Per quanto non si calchi troppo sulla figura del produttore, Julius Saxe passa da essere dal confidente della sua star allo spietato contabile che licenzia l’ex regista di successo quando il suo alcolismo diventa ingestibile e che mette la vita privata di Mary in secondo piano rispetto a quella lavorativa.

A smussare il tono moralista del film c’è la prova brillante degli interpreti e le grandi soluzioni registiche di Cuckor, su tutte quella del suicidio di Carey che colpisce ancora oggi.

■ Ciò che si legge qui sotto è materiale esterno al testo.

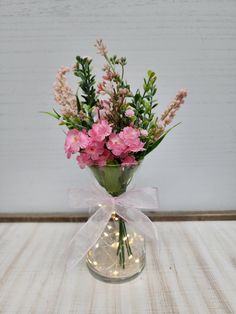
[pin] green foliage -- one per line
(83, 70)
(144, 103)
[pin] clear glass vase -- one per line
(119, 254)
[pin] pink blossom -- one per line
(94, 149)
(102, 160)
(116, 144)
(63, 93)
(144, 132)
(84, 160)
(129, 113)
(130, 137)
(101, 88)
(100, 130)
(74, 141)
(129, 134)
(129, 161)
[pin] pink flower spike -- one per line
(116, 144)
(94, 149)
(102, 160)
(129, 113)
(100, 130)
(144, 132)
(74, 141)
(129, 161)
(84, 160)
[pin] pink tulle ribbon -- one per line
(128, 206)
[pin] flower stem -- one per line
(123, 242)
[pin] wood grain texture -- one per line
(194, 272)
(189, 43)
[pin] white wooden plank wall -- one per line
(189, 43)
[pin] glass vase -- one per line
(119, 254)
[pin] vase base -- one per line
(115, 278)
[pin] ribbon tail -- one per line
(88, 235)
(138, 220)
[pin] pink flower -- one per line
(94, 149)
(84, 160)
(101, 88)
(129, 134)
(116, 144)
(130, 137)
(100, 130)
(102, 160)
(129, 161)
(144, 132)
(74, 141)
(129, 113)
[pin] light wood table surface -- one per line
(195, 272)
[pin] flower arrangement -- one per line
(108, 123)
(110, 130)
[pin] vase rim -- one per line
(117, 165)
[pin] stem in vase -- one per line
(123, 242)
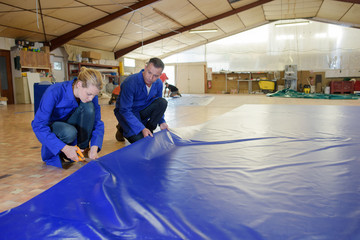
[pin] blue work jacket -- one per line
(57, 104)
(132, 99)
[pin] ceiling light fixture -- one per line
(202, 30)
(288, 24)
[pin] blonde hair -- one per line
(90, 76)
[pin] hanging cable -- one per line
(42, 20)
(37, 13)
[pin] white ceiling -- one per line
(148, 28)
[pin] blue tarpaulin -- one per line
(257, 172)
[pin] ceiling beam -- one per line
(350, 1)
(59, 41)
(124, 51)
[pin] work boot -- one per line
(119, 133)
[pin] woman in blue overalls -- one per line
(69, 115)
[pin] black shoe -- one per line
(119, 134)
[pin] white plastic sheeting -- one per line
(315, 46)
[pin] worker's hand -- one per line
(146, 132)
(164, 126)
(93, 152)
(70, 152)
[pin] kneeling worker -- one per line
(140, 106)
(69, 115)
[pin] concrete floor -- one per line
(24, 175)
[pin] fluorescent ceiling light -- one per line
(202, 30)
(288, 24)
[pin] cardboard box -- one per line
(91, 54)
(3, 100)
(45, 49)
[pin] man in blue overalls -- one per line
(140, 106)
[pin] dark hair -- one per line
(157, 63)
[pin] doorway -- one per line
(6, 85)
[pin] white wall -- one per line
(313, 47)
(190, 77)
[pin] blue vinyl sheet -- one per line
(258, 172)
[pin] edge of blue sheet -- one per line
(270, 172)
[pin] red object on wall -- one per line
(342, 87)
(357, 86)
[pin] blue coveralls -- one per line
(134, 98)
(57, 104)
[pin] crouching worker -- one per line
(140, 106)
(69, 116)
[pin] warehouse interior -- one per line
(221, 54)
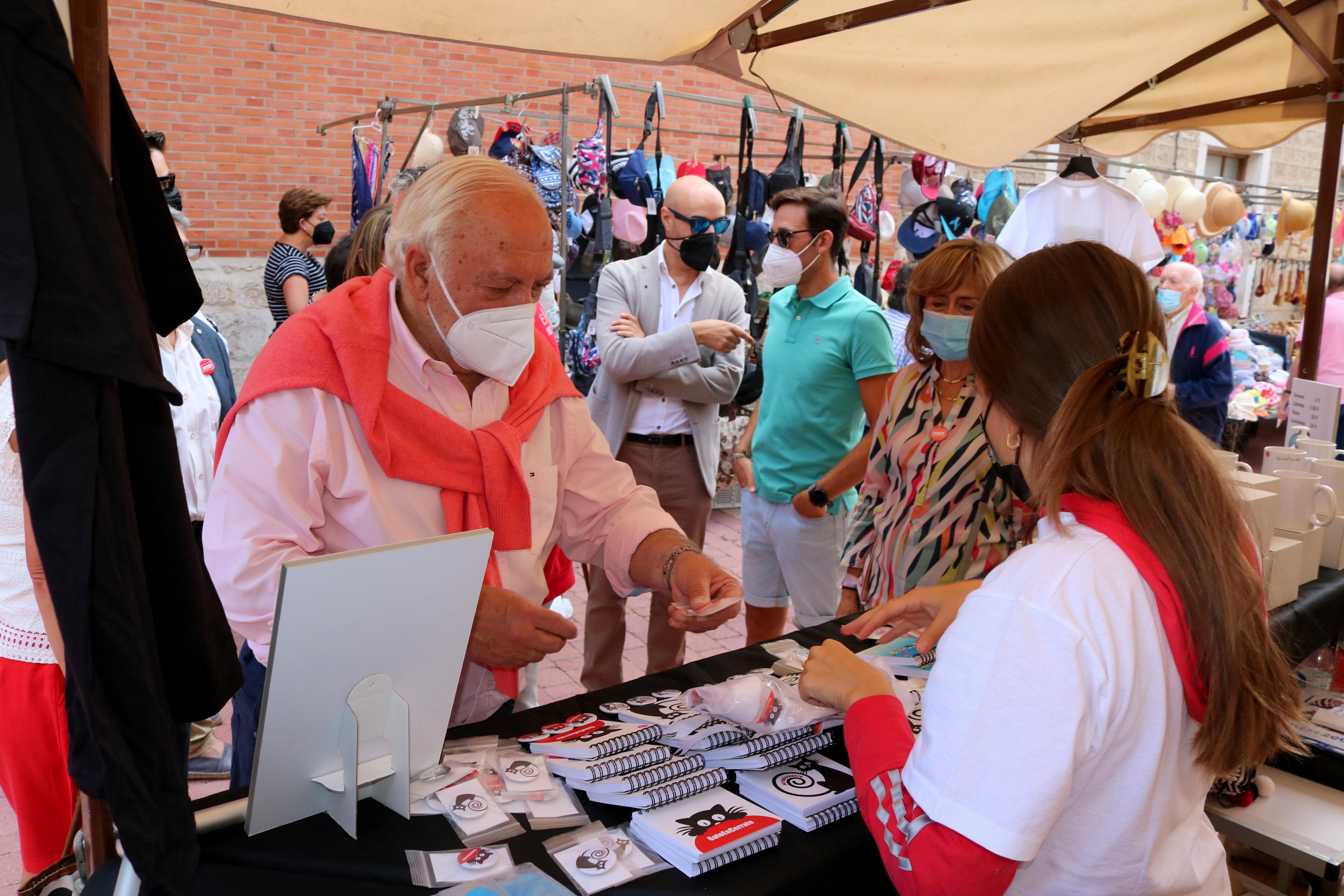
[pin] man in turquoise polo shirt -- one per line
(827, 359)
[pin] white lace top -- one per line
(22, 633)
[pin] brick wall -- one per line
(240, 94)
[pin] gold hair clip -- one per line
(1147, 367)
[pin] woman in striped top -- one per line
(932, 511)
(294, 279)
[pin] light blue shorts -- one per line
(791, 559)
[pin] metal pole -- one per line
(1315, 311)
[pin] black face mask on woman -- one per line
(698, 252)
(1011, 473)
(324, 233)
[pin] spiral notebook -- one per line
(581, 770)
(667, 792)
(644, 778)
(777, 757)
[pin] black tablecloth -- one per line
(315, 855)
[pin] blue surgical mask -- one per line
(1168, 300)
(948, 335)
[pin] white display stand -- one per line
(366, 653)
(1315, 405)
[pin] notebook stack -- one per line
(808, 793)
(707, 831)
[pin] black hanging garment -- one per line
(92, 271)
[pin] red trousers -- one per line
(34, 754)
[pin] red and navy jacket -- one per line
(1202, 370)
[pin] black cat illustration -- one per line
(707, 819)
(809, 778)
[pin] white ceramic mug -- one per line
(1332, 475)
(1280, 458)
(1320, 449)
(1232, 461)
(1297, 495)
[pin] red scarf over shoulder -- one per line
(342, 346)
(1108, 519)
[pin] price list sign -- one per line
(1315, 405)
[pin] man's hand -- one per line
(511, 632)
(697, 581)
(628, 325)
(805, 508)
(721, 336)
(746, 476)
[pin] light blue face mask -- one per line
(1168, 300)
(948, 335)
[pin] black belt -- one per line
(666, 441)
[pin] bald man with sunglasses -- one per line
(672, 334)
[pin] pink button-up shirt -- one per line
(298, 479)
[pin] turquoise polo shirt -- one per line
(811, 416)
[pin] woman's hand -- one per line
(930, 609)
(832, 676)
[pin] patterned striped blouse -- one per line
(930, 511)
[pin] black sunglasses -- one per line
(702, 225)
(786, 237)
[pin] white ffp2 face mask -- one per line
(494, 342)
(786, 268)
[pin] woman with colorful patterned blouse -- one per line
(932, 510)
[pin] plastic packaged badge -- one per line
(596, 859)
(459, 866)
(760, 703)
(474, 813)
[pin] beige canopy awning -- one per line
(975, 81)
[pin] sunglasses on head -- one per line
(701, 225)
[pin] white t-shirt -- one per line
(1055, 731)
(1062, 211)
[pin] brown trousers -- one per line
(675, 475)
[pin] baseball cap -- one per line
(928, 173)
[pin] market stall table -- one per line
(315, 855)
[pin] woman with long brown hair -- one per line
(1086, 695)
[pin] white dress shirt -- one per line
(195, 422)
(663, 414)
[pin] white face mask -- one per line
(494, 342)
(786, 268)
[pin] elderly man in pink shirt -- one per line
(412, 405)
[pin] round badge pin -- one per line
(595, 861)
(478, 857)
(468, 805)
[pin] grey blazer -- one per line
(667, 363)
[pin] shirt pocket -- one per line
(544, 491)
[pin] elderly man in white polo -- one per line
(415, 404)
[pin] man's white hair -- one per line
(1190, 276)
(447, 192)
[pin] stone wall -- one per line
(236, 302)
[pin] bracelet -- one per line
(671, 562)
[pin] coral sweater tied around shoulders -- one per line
(342, 346)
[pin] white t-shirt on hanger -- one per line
(1062, 211)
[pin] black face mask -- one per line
(1011, 473)
(324, 233)
(698, 252)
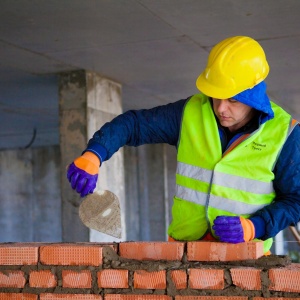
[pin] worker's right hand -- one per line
(83, 173)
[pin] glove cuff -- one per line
(92, 157)
(88, 162)
(248, 228)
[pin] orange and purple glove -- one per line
(234, 229)
(83, 173)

La storia è antesignana di È nata una stella tanto che Geoge Cukor rifiutò di dirigere la prima versione del film del 1937 ritenendola troppo simile a questo suo lavoro del ’32 anche se poi diresse la versione del 1954, il musical con Judy Garland.

A rotta di collo

Speedy
USA 1928 Columbia
con Harold Lloyd, Ann Christy, Bert Woodruf, Brooks Benedict, Babe Ruth, Ernie Adams
regia di Ted Wilde


Speedy


Nella frenetica New York dei tardi anni ’20 quella del vecchio  Pop Dillon è rimasta l’unica tramvia trainata a cavallo e uno speculatore vorrebbe comprare il percorso ma il vecchio Pop non vuole cedere e l’acquirente arriva ad assoldare una gang per rubare il tram del vecchio: se per un giorno il tram cessa il servizio la concessione va all’asta. A sventare il piano dei malintenzionati ci pensa Speedy Swift, il fidanzato di Jane, la nipote di Dillon. Casualmente ascolta la telefonata in cui si organizza il piano ai danni di Pop e coinvolge tutto il quartiere per salvare il vecchio tram, finirà con una scazzottata epica ma il vecchio Pop riceverà il giusto compenso per vendere la sua linea tramviaria.



A rotta di collo


Speedy è l’ultimo film muto del comico Harold Lloyd e pur avendo per soggetto la velocità della metropoli, il ritmo del film non è proprio A rotta di collo: la pellicola sembra formata da diversi segmenti che trovano un senso nel finale ma durante la visione rischiano di perdere l’attenzione dello spettatore: prima c’è l’introduzione dei personaggi, il vecchio Pop, la nipotina tutto pepe e infine il fidanzato patito di baseball che lavora in bar. Mandato a fare una commissione per il capo (consegnare i fiori alla moglie) non riesce a portare a termine l’incombenza e viene licenziato.



Arottadicollo


Ma è venerdì e invece di preoccuparsi il giovanotto si compra un abito nuovo e porta la fidanzata a Coney Island, un segmento divertente e interessante come documento dei divertimenti dell’epoca, famoso perché nella scena degli specchi deformanti Lloyd mostra il dito medio ed è la prima volta che questo gesto appare sul grande schermo. Il legame con la trama però è molto esile: l’incontro con un randagio che sarà un baldo aiutante nella scoperta del furto del tram e nella rissa finale. Il lunedì Speedy trova lavoro come tassista e dopo molte traversie carica sul taxi la stella del baseball Babe Ruth che lo invita a vedere la partita. E allo stadio Speedy scopre il piano ai danni del vecchio Pop organizzando la riscossa.



Speedy


Trama molto complicata, gag già viste, Harold Lloyd non è altro che un ragazzone ottimista che riesce sempre a trovare una soluzione ai suoi guai; a funzionare è il contrasto tra modernità e “la vecchia America” di cui Pop e il suo tram a cavallo sono un simbolo: dal tranquillo quartiere escono, per aiutare il loro vecchio coetaneo, tutta una serie di anziani baldanzosi, reduci della guerra di secessione che non esitano a cimentarsi con i giovani gangster di quartiere e il film è un crescendo, il vecchio cavallo viene sostituito da una coppia di cavalli al galoppo ripresi come in un film western, in netto contrasto con i gangster striscianti contro i muri della metropoli. La regia è molto buona, molte riprese sono fatte in pieno centro, nel traffico caotico di New York, interessante soprattutto l’uso della profondità di campo che riesce a restituire il regista.